Il bar in centro era esattamente ciò di cui avevo bisogno: buio, rumoroso e pieno di persone che non conoscevano né si preoccupavano dei miei problemi. Ordinai whisky e continuai a ordinarlo, lasciando che il bruciore lavasse via il sapore del tradimento e della paura.

"Serata difficile?"

Alzai lo sguardo e vidi un ragazzo della mia età che si sedeva sullo sgabello accanto a me. Capelli scuri, bel sorriso, il tipo di bellezza convenzionale che avrebbe fatto impazzire le mie amiche.

"Puoi dirlo," risposi, prendendo un altro sorso.

"Sono Jake," disse, allungando la mano.

"Isolde." La strinsi.

"È un nome bellissimo," disse, e potevo sentire il fascino studiato nella sua voce. Normalmente mi avrebbe infastidito, ma quella sera lo trovai stranamente confortante.

"Grazie. Significa 'battaglia di ghiaccio' in antico tedesco."

"Adatto," sorrise. "Sembri capace di congelare un uomo con uno sguardo."

Nonostante tutto, risi. "Forse posso."

Parlammo per un'altra ora, l'alcol rendeva tutto più morbido ai bordi. Jake era divertente, civettuolo e chiaramente interessato. Quando suggerì di andare a casa sua, mi sorpresi a dire di sì.

Cosa stai facendo? chiese Lyra.

Qualcosa per me, per una volta, risposi.

L'appartamento di Jake era abbastanza carino: pulito, moderno, il tipo di posto che un giovane professionista avrebbe avuto.

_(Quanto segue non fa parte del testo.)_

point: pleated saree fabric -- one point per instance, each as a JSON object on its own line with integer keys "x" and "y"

Ci versò altri drink e, quando mi baciò, ricambiai il bacio.

Era... piacevole. Persino piacevole. Le sue mani erano calde mentre scivolavano sotto la mia maglietta e sentii il mio corpo rispondere in modi che non aveva mai fatto con Kieran.

Forse è questo che mi serviva, pensai mentre mi conduceva nella sua camera da letto. Forse avevo solo bisogno di qualcuno di diverso.

Ma quando le sue mani si mossero per slacciare i miei jeans, qualcosa dentro di me si ritrasse. Qualcosa di fondamentale.

"Aspetta," dissi, fermando le sue mani.

"Che c'è che non va?" chiese, respirando pesantemente.

Lo guardai—questo sconosciuto di cui non conoscevo nemmeno il cognome—e sentii un'ondata di disgusto travolgermi.

"Non posso farlo," dissi, allontanandomi e raddrizzando i vestiti.

"Ho fatto qualcosa di sbagliato?" Sembrava confuso e frustrato.

"No, sono io. Mi dispiace, pensavo di poterlo fare, ma..." Afferrai la mia giacca e mi diressi verso la porta.

"Isolde, aspetta—"

Ma ero già andata via, correndo praticamente per strada finché non trovai un taxi.

Mentre le luci della città sfilavano sfocate oltre il finestrino, finalmente capii qualcosa che mi tormentava da anni. Non era che fossi frigida o rotta. Non era che avessi paura dell'intimità.

Era che stavo aspettando qualcosa. Qualcuno. Qualche connessione che non avevo mai sentito con nessuno, nemmeno lontanamente.

Forse non esiste, pensai tristemente. Forse è solo che non c'è nessuno su questo pianeta che possa mai eccitarmi o qualcosa del genere...

Quando arrivai a casa, la casa era buia e silenziosa.

E, cosa peggiore, tutto sarebbe cambiato domani.